Linear and non-linear systems When I read about the superposition principle, it says that it works only on linear systems, my problem is that I cannot really understand the difference between a linear and a non-linear system. I cannot understand whether it means the order of the corresponding differential expression for that certain fields, or something else. So if anybody can help me get the essence of linear systems and differentiate between a non-linear one, it would be really helpful.
 A: 
So if anybody can help me get the essence of linear systems and
  differentiate between a non linear one

Consider a simple system to be a black box with an input (stimulus) $x(t)$ and an output (response) $y(t)$.

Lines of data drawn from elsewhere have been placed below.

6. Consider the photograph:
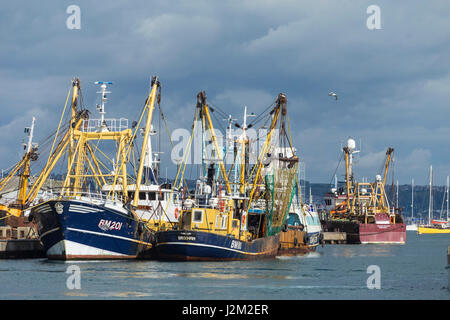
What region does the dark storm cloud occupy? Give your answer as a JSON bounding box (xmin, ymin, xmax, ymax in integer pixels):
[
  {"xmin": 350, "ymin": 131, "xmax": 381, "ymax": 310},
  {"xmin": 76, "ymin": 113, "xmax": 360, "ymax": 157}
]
[{"xmin": 0, "ymin": 1, "xmax": 450, "ymax": 184}]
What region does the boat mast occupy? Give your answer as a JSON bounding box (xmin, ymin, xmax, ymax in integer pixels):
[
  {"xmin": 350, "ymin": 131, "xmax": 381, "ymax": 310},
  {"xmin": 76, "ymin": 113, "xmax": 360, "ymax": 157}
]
[
  {"xmin": 428, "ymin": 166, "xmax": 433, "ymax": 225},
  {"xmin": 133, "ymin": 76, "xmax": 160, "ymax": 207},
  {"xmin": 447, "ymin": 176, "xmax": 450, "ymax": 221},
  {"xmin": 197, "ymin": 91, "xmax": 232, "ymax": 195},
  {"xmin": 17, "ymin": 117, "xmax": 36, "ymax": 205},
  {"xmin": 395, "ymin": 180, "xmax": 398, "ymax": 208},
  {"xmin": 411, "ymin": 178, "xmax": 414, "ymax": 220}
]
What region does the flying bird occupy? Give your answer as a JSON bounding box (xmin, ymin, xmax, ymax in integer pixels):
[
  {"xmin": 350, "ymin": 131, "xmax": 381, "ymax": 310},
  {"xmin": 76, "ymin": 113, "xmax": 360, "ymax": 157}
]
[{"xmin": 328, "ymin": 92, "xmax": 337, "ymax": 100}]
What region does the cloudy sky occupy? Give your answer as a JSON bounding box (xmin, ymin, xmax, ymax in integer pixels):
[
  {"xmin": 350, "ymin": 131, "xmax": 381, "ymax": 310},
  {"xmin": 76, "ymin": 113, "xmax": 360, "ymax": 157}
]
[{"xmin": 0, "ymin": 0, "xmax": 450, "ymax": 184}]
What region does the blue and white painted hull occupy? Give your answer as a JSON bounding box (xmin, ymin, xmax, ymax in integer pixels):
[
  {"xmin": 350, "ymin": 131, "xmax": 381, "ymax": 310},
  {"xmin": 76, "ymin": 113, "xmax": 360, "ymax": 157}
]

Let $y_1(t)$ be the output given an input $x_1(t)$ and $y_2(t)$ be the output given an input $x_2(t)$.
The question is now what is the output $y_3(t)$ given the input
$$x_3(t) = a_1x_1(t) + a_2x_2(t)$$
One possibility is that the output is
$$y_3(t) = a_1y_1(t) + a_2y_2(t)$$
and then this system is a linear system (this more or less defines a linear system).  If this doesn't hold, then the system is not a linear system.

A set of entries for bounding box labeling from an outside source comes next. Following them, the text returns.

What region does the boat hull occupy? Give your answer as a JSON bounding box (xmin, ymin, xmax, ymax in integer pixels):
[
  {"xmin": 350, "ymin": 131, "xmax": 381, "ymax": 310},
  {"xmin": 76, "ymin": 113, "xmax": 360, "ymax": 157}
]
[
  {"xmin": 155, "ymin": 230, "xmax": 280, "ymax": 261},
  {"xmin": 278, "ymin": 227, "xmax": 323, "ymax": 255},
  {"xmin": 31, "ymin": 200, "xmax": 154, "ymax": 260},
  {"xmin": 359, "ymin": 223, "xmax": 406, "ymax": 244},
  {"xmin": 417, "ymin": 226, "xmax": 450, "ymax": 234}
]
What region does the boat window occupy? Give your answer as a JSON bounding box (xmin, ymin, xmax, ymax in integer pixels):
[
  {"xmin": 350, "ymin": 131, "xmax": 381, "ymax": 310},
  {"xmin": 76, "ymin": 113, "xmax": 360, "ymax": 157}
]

Let's work some examples to help you get the essence of this.  First, let $y(t) = Ax(t)$ and then
$$y_1(t) = Ax_1(t)$$
$$y_2(t) = Ax_2(t)$$
$$a_1y_1(t) + a_2y_2(t) = A\left(a_1x_1(t) + a_2x_2(t)\right) $$
$$y_3(t) = Ax_3(t) = A\left(a_1x_1(t) + a_2x_2(t)\right)$$
and so this is a linear system.  But, somewhat surprisingly, $y(t) = Ax(t) + B$ is not a linear system:
$$y_1(t) = Ax_1(t) + B$$
$$y_2(t) = Ax_2(t) + B$$
$$a_1y_1(t) + a_2y_2(t) = A\left(a_1x_1(t) + a_2x_2(t)\right) + (a_1 + a_2)B $$
$$y_3(t) = Ax_3(t) + B = A\left(a_1x_1(t) + a_2x_2(t)\right) + B$$
Not surprisingly, the system $y(t) = x^2(t)$ is not a linear system:
$$y_1(t) = x^2_1(t)$$
$$y_2(t) = x^2_2(t)$$
$$a_1y_1(t) + a_2y_2(t) = a_1x^2_1(t) + a_2x^2_2(t)$$
$$y_3(t) = x^2_3(t) = \left(a_1x_1(t) + a_2x_2(t)\right)^2 = a^2_1x^2_1(t) + a^2_2x^2_2(t) + 2a_1a_2x_1(t)x_2(t)$$
Finally, let's look at $y(t) = \frac{dx}{dt}$:
$$y_1(t) = \frac{dx_1}{dt}$$
$$y_2(t) = \frac{dx_2}{dt}$$
$$a_1y_1(t) + a_2y_2(t) = a_1\frac{dx_1}{dt} + a_2\frac{dx_2}{dt}$$
$$y_3(t) =  \frac{dx_3}{dt} = a_1\frac{dx_1}{dt} + a_2\frac{dx_2}{dt}$$
and so, a differentiator is a linear system.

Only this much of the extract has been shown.